So So tertawa nyaring.
"mampuskan semua biruang itu," katanya. "Kalau kau tidak keburu
datang, kami berdua tentu sudah masuk kedalam perut mereka." Sambil
memekik kera itu melompat turun lagi dan dalam sekejap ia sudah membinasakan semua
biruang itu.
Coei San dan So so lantas saja
turut melompat turun. Melihat tiga belas bangkai binatang itu, Coei San merasa
tidak tega dan ia berkata dengan suara menyesal: "Sebenarnya tak usah
membinasakan mereka semua. Cukup jika mereka diusir pergi."
Mendengar perkataan suaminya,
So So yang sedang mencekal lengan si kera agak terkejut. "Ngoko tentu
mencela aku," katanya didalam hati. "Ya... aku harus berusaha untuk
mengubah adatku yang kejam." Tapi biarpun hatinya menyesal, ia tertawa
seraya berkata: "Hm. . . sekarang Ngoko merasa kasihan terhadap
biatang-binatang buas itu. Kalau saudara kera tidak datang menolong, apakah
biruang-biruang itu akan menaruh belas kasihan terhadap kita?"
"Kalau kita sama kejamnya
seperti binatang, bukankah kita tiada beda seperti binatang?" kata sang
suami.
"Binatangpun ada juga
yang baik," kata So So sambil tertawa. "Lihatlah saudara kera ini.
Kepandaiannya lebih tirggi dan rupanya lebih tampan daripada kau."
Coei San tertawa
terbahak-bahak. "Ai ya?" seru nya. "Kau membuat aku
cemburu."
Sesudah terlolos dari lubang
jarum. mereka bergembira sekali dan beromong-omong dengan tertawa-tawa. Kera
merah itupun tidak kurang gembiranya dan dia melompat-lompat kian kemari.
"Kawanan biruang itu
mungkin mempunyai anak, coba kita tengok," kata Coei San.
Dengan So So menutun kera,
mereka lalu masuk kedalam guha.

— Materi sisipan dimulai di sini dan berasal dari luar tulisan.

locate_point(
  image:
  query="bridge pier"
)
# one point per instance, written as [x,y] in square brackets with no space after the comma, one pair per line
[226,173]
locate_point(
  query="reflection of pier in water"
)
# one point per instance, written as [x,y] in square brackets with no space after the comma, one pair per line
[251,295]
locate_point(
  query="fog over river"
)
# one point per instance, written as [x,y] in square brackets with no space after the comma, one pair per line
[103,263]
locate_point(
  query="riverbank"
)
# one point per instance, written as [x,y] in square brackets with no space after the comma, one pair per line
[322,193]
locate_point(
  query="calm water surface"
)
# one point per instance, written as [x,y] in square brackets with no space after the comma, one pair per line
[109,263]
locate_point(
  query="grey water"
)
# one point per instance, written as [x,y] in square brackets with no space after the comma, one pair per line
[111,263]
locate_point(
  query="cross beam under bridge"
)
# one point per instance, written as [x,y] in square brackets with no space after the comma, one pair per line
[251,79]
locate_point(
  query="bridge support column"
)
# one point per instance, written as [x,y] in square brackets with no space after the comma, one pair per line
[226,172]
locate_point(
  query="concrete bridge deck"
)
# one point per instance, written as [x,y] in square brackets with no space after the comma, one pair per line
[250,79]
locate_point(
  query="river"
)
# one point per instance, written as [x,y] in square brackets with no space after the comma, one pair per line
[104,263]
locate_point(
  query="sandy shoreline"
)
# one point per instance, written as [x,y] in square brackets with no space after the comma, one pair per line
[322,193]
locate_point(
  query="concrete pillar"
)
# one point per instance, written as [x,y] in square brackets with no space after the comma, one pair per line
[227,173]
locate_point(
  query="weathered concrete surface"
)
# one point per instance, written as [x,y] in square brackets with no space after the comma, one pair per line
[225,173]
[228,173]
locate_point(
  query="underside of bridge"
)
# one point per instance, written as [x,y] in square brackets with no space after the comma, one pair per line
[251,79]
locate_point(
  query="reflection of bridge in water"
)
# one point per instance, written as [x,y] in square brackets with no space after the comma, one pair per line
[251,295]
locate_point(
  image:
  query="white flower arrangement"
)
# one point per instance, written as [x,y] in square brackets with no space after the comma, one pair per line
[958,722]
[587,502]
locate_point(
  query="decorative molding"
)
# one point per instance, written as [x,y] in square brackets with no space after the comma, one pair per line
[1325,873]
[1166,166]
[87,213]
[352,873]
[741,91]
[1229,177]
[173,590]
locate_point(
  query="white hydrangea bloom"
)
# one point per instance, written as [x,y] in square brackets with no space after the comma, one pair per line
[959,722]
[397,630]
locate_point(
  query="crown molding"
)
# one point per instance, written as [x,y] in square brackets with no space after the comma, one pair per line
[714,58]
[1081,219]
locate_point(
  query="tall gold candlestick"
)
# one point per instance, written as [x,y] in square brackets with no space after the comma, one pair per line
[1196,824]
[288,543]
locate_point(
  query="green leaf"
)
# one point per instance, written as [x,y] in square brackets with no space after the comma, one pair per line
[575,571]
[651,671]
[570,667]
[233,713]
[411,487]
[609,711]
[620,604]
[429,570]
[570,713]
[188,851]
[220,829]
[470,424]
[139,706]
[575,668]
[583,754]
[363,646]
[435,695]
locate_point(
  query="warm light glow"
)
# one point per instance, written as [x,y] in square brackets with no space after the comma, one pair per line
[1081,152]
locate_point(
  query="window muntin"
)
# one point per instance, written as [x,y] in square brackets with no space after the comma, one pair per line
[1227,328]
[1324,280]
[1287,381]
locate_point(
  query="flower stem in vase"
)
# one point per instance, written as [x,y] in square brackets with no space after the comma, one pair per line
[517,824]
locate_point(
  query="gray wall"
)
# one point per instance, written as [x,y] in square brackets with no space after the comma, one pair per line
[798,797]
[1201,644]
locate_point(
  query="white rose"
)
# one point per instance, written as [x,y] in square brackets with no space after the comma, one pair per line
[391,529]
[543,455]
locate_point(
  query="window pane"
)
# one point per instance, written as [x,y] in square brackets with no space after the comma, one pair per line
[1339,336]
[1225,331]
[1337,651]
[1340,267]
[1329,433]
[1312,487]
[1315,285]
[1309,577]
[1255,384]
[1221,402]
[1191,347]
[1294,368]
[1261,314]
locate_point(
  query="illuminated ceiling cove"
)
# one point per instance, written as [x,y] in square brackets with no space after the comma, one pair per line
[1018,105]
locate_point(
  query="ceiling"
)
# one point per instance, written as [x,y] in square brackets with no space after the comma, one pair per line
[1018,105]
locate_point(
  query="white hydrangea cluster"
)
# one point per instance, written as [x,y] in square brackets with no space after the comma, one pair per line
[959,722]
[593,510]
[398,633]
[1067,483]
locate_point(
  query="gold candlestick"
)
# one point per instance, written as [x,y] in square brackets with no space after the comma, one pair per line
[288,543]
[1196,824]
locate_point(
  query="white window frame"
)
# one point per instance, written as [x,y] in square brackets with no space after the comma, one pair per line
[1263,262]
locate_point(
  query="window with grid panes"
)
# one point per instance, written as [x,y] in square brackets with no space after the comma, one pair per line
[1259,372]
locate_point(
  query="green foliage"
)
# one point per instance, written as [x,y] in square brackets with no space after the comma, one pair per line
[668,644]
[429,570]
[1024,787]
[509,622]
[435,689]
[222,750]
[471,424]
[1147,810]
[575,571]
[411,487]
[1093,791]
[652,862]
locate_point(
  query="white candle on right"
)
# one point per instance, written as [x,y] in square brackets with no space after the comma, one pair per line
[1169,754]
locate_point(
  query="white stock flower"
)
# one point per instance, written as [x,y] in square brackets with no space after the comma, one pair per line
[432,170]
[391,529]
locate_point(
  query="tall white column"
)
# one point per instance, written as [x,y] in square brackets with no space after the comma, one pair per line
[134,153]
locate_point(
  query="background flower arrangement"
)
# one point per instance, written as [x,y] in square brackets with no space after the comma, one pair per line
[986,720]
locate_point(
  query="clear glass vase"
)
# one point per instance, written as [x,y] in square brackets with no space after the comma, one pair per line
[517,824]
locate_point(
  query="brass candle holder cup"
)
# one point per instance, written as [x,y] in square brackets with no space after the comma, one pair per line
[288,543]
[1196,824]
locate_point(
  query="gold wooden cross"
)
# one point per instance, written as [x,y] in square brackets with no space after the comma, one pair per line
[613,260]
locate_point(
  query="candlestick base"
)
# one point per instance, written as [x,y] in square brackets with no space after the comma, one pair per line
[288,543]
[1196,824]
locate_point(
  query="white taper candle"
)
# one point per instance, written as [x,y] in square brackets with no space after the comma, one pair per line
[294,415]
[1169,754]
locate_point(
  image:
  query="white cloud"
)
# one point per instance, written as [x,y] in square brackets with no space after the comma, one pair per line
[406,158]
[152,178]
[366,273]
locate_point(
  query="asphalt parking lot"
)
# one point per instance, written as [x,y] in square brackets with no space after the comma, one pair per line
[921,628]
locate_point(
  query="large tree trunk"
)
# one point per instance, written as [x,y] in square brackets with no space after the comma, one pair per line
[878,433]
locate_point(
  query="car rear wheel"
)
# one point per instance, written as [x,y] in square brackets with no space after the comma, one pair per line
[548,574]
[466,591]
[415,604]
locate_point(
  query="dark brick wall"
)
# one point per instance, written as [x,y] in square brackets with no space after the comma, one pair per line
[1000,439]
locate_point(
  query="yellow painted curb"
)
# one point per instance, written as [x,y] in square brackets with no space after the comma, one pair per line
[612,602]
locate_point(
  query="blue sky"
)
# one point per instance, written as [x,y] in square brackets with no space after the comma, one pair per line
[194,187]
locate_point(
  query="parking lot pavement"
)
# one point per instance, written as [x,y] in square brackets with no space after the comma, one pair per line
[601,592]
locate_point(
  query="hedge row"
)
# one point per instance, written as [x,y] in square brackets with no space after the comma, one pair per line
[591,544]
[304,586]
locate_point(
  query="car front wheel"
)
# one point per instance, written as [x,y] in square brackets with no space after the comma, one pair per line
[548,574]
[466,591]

Sesudah berjalan-jalan kira-kira sembilan
tombak, ditengah-tengah guha itu terbuka sebuah lubang, sehingga sinar terang
menyorot masuk kedalam. Hanya sayang, guha yang sebenar nya sangat nyaman itu
berbau busuk sebab penuh dengan kotoran dan air kencing biruang. "Kalau
tidak berbau busuk, tempat ini cocok sekali untuk menjadi tempat meneduh
kita," kata So So sambil menekap hidung.
"Kita dapat
mernbersihkannya," kata sang suami.
"Sesudah lewat sepuluh
hari atau paling lama setengah bulan, kurasa bau itu akan hilang
sendirinya"
So So mengawasi Coei San
dengan hati girang tercampur duka, karena ia ingat, babwa mulai hari itu, ia
akan berdiam dipulau tersebut bersama sama Coei San untuk selama-lamanya.
Sementara itu, Coei San sudah
mematahkan cabang-cabang poloh yang lalu dibuat menjadi sebuah sapu. Dengan
dibantu oleh isterinya, ia lalu menyapu kotoran biruang. Dengan gembira sikera
coba membantu, tapi biarpun pintar, kera tetap kera dan sebaliknya daripada
membantu, ia mengacau pekerjaan orang. Karena mengingat budinya, Coei San dan
So So membiarkan ia mengunjuk kenakalannya. Sesudah bekerja berat, guha itu
akhirnya bersih, tapi bau busuknya belum mau menghilang juga.
"Alangkah baiknya jika
kita dapat mencuci dengan air," kata So So. "Hanya sayang kita tak
punya tahang."
Sesudah memikir sejenak, Coei
San berkata: "Ada jalan," Buru-buru ia mendaki gunung dan mengambil
beberapa balok es yang lalu ditaruh dibatu-batu yang agak tinggi dalam guha
itu.
"Ngoko, lihay sungguh
otakmu!" memuji sang isteri sambil menepuk-nepuk tangan.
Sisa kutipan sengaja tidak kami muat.